Operating expenses declined to $8,431,989 from expenses of $9,159,478 recorded for the nine months ended May 31, 2023. Selling, General and Administrative expenses increased slightly to $2,941,978 from $2,884,463. Wages and Employee Benefits fell to $5,221,662 from $5,975,438 due to the lower headcount from the closure of the seed operations. Depreciation and amortization declined to $268,349 from $299,577.

 

In September 2023, the Company successfully settled its arbitration case against one of its former distributors for a cash payment of $2,450,000. We accounted for the one-time gain as other income.
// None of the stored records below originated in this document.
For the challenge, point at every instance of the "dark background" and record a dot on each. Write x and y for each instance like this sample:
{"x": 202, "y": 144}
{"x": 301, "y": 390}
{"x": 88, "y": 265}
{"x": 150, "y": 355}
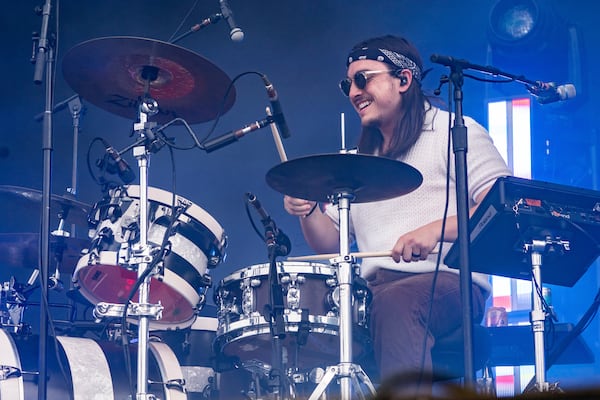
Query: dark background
{"x": 301, "y": 46}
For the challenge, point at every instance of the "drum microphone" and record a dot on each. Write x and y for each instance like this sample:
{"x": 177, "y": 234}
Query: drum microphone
{"x": 548, "y": 92}
{"x": 276, "y": 108}
{"x": 123, "y": 169}
{"x": 235, "y": 33}
{"x": 273, "y": 235}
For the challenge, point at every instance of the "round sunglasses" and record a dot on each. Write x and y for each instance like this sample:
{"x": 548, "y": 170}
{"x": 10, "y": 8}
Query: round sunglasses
{"x": 360, "y": 79}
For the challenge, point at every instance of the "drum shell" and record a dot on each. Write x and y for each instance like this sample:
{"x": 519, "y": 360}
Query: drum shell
{"x": 245, "y": 333}
{"x": 106, "y": 272}
{"x": 92, "y": 369}
{"x": 193, "y": 348}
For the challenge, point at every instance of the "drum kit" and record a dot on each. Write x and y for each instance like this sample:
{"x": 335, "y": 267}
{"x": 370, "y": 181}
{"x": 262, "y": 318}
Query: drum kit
{"x": 146, "y": 263}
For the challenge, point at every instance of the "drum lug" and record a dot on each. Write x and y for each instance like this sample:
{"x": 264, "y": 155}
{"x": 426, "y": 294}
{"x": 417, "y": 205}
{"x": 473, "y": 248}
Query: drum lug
{"x": 103, "y": 310}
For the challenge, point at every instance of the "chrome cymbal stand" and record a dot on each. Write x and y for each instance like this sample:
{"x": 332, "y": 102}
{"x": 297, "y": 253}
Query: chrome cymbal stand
{"x": 349, "y": 374}
{"x": 140, "y": 256}
{"x": 142, "y": 253}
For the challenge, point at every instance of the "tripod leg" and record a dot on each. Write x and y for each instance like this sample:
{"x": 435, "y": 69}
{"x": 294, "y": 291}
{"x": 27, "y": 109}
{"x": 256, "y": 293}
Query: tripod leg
{"x": 361, "y": 377}
{"x": 320, "y": 389}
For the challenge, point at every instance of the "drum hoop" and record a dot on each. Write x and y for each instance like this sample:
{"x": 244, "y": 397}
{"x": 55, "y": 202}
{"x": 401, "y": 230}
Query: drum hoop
{"x": 100, "y": 382}
{"x": 193, "y": 211}
{"x": 170, "y": 369}
{"x": 291, "y": 267}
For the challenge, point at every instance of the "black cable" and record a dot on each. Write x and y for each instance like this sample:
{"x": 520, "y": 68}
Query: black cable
{"x": 183, "y": 21}
{"x": 439, "y": 256}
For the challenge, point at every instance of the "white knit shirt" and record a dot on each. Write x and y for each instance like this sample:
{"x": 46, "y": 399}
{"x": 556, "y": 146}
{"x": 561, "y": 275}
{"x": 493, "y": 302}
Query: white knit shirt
{"x": 376, "y": 226}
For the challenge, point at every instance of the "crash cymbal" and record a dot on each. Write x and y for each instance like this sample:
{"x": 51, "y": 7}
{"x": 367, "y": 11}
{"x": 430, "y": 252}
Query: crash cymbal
{"x": 113, "y": 73}
{"x": 26, "y": 202}
{"x": 23, "y": 250}
{"x": 369, "y": 178}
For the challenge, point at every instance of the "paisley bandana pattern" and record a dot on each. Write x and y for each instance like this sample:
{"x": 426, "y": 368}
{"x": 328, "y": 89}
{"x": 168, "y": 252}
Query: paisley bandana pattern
{"x": 398, "y": 60}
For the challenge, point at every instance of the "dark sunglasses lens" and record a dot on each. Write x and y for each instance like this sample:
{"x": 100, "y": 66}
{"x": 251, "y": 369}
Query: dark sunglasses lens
{"x": 360, "y": 80}
{"x": 345, "y": 86}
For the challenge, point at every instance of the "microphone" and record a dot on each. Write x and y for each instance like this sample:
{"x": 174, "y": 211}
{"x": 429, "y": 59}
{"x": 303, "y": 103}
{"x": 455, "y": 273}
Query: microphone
{"x": 276, "y": 108}
{"x": 235, "y": 33}
{"x": 123, "y": 169}
{"x": 265, "y": 218}
{"x": 273, "y": 235}
{"x": 546, "y": 93}
{"x": 233, "y": 136}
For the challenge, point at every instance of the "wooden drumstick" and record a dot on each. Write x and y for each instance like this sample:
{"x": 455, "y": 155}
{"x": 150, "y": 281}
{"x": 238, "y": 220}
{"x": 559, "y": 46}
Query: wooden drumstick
{"x": 277, "y": 138}
{"x": 364, "y": 254}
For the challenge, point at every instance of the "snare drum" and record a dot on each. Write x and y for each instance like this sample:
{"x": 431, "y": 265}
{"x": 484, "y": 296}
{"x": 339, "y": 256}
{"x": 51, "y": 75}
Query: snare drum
{"x": 93, "y": 370}
{"x": 197, "y": 242}
{"x": 310, "y": 314}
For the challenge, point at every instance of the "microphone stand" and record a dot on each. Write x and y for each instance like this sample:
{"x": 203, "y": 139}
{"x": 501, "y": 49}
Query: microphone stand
{"x": 45, "y": 58}
{"x": 277, "y": 245}
{"x": 460, "y": 146}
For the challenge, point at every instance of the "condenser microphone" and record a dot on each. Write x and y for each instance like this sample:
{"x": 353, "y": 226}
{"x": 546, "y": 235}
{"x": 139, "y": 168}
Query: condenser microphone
{"x": 546, "y": 93}
{"x": 276, "y": 110}
{"x": 235, "y": 33}
{"x": 123, "y": 169}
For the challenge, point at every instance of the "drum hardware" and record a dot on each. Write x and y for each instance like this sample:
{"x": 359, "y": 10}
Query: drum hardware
{"x": 340, "y": 179}
{"x": 13, "y": 299}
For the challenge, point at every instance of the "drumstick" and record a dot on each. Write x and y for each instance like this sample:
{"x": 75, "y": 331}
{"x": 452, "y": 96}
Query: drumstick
{"x": 277, "y": 138}
{"x": 363, "y": 254}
Even though the costs in this case were material, we believe it is critical to defend our valuable intellectual property and will take action against any future infringements of our patents, trademarks and contractual agreements.

 

In addition to the one-time gain from the successful arbitration, other items recorded in the current nine-month period include a gain on sale of assets of $90,537, which largely is due to the sale of JCSC equipment, and net interest income of $11,527. For the nine months ended May 31, 2023, interest expense totaled ($353,987) which was related to amounts borrowed against our bank line of credit.

 

Income tax expense in the current nine-month period was $179,491 compared to income tax recovery in the prior nine-month period was $9,004. The Company estimates income tax expense for the period based on combined federal and state rates that are currently in effect.

 

Net income for the nine months ended May 31, 2024 was $912,257, or $0.26 per basic and diluted share, compared to a net loss for the nine months ended May 31, 2023 of ($310,847), or ($0.09) per basic and diluted share.

 

LIQUIDITY AND CAPITAL RESOURCES

 

We continue to remain focused on restructuring our working capital to provide greater liquidity and flexibility through cash generation. As of May 31, 2024, the Company had working capital of $20,050,299 compared to working capital of $18,987,180 as of August 31, 2023, an increase of $1,063,119.

 

Cash and cash equivalents totaled $1,054,704, an increase of $971,008 from cash of $83,696 as of August 31, 2023. Accounts receivable, which is based on the timing of sales and collection of payments, rose to $7,408,344 from $5,634,924. Inventory declined to $13,470,934 from $18,339,048. Prepaid expenses, which is largely related to down payments for future inventory purchases, rose by $771,684 to $1,402,472 from $630,788. A number of our orders have been produced but are delayed in China awaiting container space as the current frequency and availability of ocean shipping to North America is severely limited.

 

Current liabilities declined to $3,286,155 from $5,701,276. Bank indebtedness was $Nil as of May 31, 2024 compared to $1,259,259 as of August 31, 2023 as the Company fully repaid its borrowing under the bank line of credit during the current period. Accounts payable declined to $787,563 from $2,181,194, accrued liabilities rose to $2,254,484 from $2,113,194, and income taxes payable rose to $244,108 from $147,629.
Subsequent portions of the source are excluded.